Dream metaphors usually make plain sense to me. It's weird, considering how ambiguous real life can be, and even when my dreams turn fantastic I rarely realize that I'm dreaming.

This snake picture seems to fit here well enough. Marian found this elegant little ring-necked snake, Diadophis punctatus, at the cottage on Saturday. These are widely common but nocturnal, secretive, and rarely seen. My whole family, beginning with my mother, likes snakes, but Marian is the only one inclined to handle them. It secreted a musky mucous that made her hands and clothes stink. We waved Dad down from sailing to see it. I posted a striking closeup of its scales in [livejournal.com profile] texture. I've put seven images of the snake in my reptiles and amphibians gallery.

My two busy days are done.
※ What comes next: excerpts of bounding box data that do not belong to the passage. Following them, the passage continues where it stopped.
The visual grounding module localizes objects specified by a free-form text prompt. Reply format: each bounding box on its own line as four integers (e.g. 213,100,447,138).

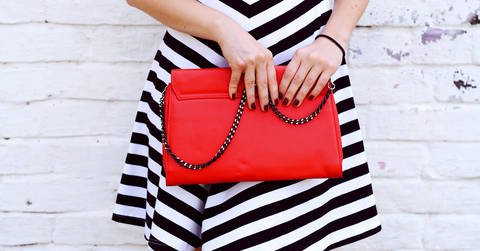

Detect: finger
278,59,299,103
228,69,242,100
283,62,311,106
267,61,279,106
244,63,257,110
293,65,322,107
308,70,334,100
255,65,268,112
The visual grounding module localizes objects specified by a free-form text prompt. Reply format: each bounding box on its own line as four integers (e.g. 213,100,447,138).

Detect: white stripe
305,215,380,251
128,143,148,157
204,176,371,250
168,29,228,67
334,86,353,104
331,64,348,82
151,224,194,250
155,200,201,236
113,204,145,219
160,40,200,69
158,165,205,212
245,196,375,251
342,130,362,147
202,179,326,231
338,109,358,125
200,0,249,30
250,0,302,28
119,164,148,178
342,152,367,171
205,182,261,208
118,184,147,198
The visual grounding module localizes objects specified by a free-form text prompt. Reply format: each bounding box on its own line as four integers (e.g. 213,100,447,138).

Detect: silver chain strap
159,82,335,169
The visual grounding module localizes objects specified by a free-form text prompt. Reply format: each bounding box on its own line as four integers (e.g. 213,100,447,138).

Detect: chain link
159,82,335,169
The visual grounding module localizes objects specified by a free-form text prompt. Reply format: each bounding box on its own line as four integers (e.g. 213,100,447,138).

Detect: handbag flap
171,66,327,100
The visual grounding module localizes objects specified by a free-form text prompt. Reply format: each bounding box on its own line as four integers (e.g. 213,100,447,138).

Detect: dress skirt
113,0,381,251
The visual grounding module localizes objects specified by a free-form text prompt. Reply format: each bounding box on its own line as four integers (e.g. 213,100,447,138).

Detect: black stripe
213,185,372,251
325,226,382,250
337,98,355,114
268,10,328,55
195,37,223,58
163,32,216,68
159,49,180,73
147,70,167,92
120,173,147,189
130,132,148,146
340,119,360,135
125,153,148,167
202,164,371,242
112,214,145,227
140,91,160,116
116,191,147,208
147,187,157,208
203,180,299,219
148,231,201,251
157,188,203,226
343,141,365,159
209,182,238,196
135,111,162,149
333,75,350,93
249,1,331,40
180,185,208,203
148,165,160,186
216,0,281,18
277,206,377,251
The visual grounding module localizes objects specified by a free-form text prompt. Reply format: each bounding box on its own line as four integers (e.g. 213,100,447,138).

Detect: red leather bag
160,66,343,186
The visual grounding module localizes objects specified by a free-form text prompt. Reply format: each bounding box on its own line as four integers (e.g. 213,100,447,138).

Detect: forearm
322,0,369,49
127,0,240,42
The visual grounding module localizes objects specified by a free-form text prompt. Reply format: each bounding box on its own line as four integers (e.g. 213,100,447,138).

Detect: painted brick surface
0,0,480,251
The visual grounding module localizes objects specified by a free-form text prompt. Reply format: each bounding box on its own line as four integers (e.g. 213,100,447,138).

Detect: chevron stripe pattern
113,0,381,251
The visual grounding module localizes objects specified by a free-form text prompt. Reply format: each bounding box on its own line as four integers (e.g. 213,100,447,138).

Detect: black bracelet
315,34,345,60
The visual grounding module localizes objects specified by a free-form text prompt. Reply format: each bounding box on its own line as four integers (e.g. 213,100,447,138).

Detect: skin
127,0,368,111
127,0,368,248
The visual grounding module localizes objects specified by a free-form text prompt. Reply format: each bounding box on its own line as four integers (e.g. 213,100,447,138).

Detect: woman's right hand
217,20,278,111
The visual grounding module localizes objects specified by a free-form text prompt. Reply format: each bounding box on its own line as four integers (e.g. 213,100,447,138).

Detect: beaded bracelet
315,34,345,58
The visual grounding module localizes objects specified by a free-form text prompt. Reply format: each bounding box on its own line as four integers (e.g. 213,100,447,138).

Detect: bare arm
278,0,369,106
127,0,278,111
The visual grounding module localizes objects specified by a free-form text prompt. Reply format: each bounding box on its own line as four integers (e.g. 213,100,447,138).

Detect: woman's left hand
278,37,343,106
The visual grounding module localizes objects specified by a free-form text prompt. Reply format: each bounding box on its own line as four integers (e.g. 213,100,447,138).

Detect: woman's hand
218,23,278,111
278,37,343,106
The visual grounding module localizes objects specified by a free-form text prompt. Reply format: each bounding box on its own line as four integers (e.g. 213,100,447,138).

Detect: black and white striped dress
113,0,381,251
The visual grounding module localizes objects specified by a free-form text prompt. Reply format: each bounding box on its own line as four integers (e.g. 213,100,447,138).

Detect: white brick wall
0,0,480,251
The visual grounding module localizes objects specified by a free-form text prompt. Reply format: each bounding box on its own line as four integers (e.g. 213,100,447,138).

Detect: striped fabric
113,0,380,251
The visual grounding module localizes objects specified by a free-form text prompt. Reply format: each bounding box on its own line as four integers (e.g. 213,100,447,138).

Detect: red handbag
160,66,343,186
Now I have two open days stretching seductively before me, time to work upon whatever I choose.

Diadophis punctatus

Date: 2006-09-07 03:06 pm (UTC)
From: [identity profile] clairenolen.livejournal.com
oohhhh a snake, a snake........:-))))
thanks for posting the snake pics, Van!!
and your dream is interesting......
enjoy your "open days"!

Date: 2006-09-07 03:31 pm (UTC)
From: [identity profile] vaneramos.livejournal.com
Thanks. This is where I need my schedule actually written out so I can visualize the day in chunks of time devoted to exercising, writing, cleaning, drawing. I better go draw one up, before morning ends.